Just wondering if any of you have experience or know anything about Ponderosa trailers? Especially concerning their quality. I'm getting mixed reviews so far...and there is one for sale that I am interested in but since I am unfamiliar with that brand of trailer I want to make sure I am well informed!


----------



## peppersgirl (Aug 24, 2012)

I have never owned one but have looked at them. IMO for the price they command out of them ($4k plus, for a new two horse, from what i have seen), its NOT a nice trailer. They always seem to have wavey metal (usually that back gate) on them somewhere and i just think the design is lacking.. there are much better trailers out there in that price range.


----------



## peppersgirl (Aug 24, 2012)

sorry assuming your buying new...if i came across a cheap but in good shape used one- i might (might!) snag it up, but it would have to be cheap. 
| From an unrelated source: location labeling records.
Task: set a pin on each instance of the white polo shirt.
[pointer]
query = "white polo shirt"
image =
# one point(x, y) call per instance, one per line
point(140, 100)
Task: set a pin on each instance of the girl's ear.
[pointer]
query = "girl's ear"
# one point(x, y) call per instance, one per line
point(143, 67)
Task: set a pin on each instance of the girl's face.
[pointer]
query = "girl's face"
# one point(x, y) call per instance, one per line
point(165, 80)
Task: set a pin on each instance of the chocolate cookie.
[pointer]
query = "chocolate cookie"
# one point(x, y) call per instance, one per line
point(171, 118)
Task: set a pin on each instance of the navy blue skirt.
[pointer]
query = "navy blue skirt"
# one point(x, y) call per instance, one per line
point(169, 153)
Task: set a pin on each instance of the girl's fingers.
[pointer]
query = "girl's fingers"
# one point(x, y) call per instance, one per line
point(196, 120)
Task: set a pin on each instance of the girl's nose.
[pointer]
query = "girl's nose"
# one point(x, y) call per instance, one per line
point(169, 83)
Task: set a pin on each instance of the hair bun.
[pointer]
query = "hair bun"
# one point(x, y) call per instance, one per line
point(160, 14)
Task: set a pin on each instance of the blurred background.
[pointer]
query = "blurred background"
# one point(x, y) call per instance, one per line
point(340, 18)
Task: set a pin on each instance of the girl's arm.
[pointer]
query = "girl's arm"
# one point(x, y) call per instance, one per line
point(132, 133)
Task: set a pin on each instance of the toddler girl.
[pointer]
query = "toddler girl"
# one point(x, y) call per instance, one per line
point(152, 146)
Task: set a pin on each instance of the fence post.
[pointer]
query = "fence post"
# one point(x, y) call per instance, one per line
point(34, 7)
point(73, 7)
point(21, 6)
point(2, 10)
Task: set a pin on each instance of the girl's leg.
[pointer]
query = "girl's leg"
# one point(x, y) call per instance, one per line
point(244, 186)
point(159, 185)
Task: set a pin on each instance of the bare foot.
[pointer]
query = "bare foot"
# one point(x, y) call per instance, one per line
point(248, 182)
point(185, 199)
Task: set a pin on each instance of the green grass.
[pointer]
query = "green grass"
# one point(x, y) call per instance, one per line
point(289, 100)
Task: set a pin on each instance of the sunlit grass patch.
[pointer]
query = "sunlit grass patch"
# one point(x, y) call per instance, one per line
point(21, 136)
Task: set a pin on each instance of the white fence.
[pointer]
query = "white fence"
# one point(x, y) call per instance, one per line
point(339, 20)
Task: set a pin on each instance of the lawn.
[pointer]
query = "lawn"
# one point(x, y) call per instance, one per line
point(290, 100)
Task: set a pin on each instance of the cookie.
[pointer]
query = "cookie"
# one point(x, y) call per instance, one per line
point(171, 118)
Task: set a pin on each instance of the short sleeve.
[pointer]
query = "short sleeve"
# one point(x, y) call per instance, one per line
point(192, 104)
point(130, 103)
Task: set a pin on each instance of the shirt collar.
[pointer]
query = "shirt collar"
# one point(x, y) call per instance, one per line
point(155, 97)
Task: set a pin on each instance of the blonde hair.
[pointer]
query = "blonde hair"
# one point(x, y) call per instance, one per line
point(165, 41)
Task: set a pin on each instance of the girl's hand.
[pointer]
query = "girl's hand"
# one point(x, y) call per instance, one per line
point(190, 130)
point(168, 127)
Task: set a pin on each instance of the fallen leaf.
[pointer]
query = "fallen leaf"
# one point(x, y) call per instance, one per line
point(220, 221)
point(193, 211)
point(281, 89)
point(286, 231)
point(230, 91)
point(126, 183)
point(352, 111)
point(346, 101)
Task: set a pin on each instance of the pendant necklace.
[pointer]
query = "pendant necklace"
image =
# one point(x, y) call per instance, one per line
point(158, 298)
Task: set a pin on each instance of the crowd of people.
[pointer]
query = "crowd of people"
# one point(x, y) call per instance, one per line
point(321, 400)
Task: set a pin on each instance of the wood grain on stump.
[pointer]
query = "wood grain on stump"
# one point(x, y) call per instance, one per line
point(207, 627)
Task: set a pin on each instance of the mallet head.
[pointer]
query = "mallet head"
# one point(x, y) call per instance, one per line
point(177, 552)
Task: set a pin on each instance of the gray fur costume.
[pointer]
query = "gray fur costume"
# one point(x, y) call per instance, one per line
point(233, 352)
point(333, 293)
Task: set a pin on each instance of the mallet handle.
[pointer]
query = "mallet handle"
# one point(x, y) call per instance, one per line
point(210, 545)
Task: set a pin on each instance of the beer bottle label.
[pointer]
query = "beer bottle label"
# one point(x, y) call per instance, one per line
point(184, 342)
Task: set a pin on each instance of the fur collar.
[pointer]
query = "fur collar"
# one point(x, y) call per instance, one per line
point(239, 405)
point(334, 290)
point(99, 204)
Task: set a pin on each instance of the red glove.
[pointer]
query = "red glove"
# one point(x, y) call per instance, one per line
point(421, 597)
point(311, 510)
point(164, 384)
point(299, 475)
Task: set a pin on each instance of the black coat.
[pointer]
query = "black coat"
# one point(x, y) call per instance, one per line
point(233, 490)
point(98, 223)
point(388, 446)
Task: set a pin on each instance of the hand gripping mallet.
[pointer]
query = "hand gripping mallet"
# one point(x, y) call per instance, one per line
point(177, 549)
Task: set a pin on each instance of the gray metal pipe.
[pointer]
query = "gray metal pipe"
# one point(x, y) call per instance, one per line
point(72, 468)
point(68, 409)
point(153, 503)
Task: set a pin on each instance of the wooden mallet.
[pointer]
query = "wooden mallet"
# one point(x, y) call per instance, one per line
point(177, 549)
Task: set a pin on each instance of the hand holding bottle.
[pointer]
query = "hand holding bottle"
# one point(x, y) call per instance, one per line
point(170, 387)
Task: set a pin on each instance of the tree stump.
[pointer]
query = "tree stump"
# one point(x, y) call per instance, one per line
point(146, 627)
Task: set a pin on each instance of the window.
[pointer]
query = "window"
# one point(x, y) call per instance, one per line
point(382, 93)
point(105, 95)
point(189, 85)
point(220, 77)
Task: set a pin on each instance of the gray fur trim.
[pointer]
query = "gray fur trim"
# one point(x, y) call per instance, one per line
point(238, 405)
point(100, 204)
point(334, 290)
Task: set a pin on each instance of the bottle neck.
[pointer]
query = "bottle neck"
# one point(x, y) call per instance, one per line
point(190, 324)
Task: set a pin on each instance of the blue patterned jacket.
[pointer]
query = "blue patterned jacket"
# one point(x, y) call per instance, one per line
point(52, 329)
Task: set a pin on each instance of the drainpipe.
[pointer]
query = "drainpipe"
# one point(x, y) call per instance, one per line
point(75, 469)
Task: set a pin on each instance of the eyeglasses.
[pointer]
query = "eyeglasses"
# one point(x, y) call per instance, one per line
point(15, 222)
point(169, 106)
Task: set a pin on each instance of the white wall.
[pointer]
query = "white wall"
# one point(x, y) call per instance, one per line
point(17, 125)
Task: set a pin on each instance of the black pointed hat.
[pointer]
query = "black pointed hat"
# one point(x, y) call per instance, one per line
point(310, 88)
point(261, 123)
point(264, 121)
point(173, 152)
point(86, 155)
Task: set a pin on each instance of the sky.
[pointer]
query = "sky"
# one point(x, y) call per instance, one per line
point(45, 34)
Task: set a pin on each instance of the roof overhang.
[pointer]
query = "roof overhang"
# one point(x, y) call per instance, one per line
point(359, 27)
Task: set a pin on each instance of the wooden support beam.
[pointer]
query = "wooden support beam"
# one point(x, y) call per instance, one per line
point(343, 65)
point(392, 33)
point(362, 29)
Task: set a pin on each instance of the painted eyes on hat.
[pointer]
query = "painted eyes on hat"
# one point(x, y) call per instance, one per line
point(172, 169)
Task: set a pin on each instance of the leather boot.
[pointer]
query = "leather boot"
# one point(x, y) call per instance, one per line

They do not carry a very good resale so stay clear if you dont think you will have it for years, or if they want too much..


----------



## PaintMare (Nov 23, 2011)

We have a ponderosa trailer....its a nice trailer, it works...but I don't really like the design. It wasnt thought out very well. Sold as a "3 horse trailer" and priced at that...but when we got it home we could barely squeeze two horses in it. There's probably a lot nicer trailers out there, but I mean...they work.


----------



## Joe4d (Sep 1, 2011)

everyone I have seen was rusted out, and not just old ones.


----------



## kitten_Val (Apr 25, 2007)

I looked at them, but decided to go with Valley instead. Wasn't fan of design...


----------



## jenainy (Oct 21, 2011)

Thanks for all of your input! We have decided against getting it, and are going to wait till next year to buy now unless a really good deal comes up!


----------



## N2Horses (Sep 13, 2012)

I currently own a Ponderosa 2 horse straight load goose neck. It's a 2006, bought new. I've had great service out of this trailer, but the design wasn't the greatest, but I've made it work for the past 6 years. I finished out the dressing area, with a weekend package, and actually lived in it for 5 weeks in Florida. I also added ac and fans in the rear for keeping my equine cool in this steel trailer. I'm starting to see some rust in areas, and some leaking in the living area, (which needs to be 
recalked). I hauled this trailer from NC to FL and TN with no problems. If you just want to haul your horses local, and get a good deal, they are ok. Mine is too short for some of my breeds to haul, which I'm having to purchase another trailer :~(( 
Now I'm looking to buy a Sundowner, which has a whole new set of problems...
I hate the fact you have to spend so much money on these vehicles, just to have the problems arise. With the expense, they should be made without the flaws!


----------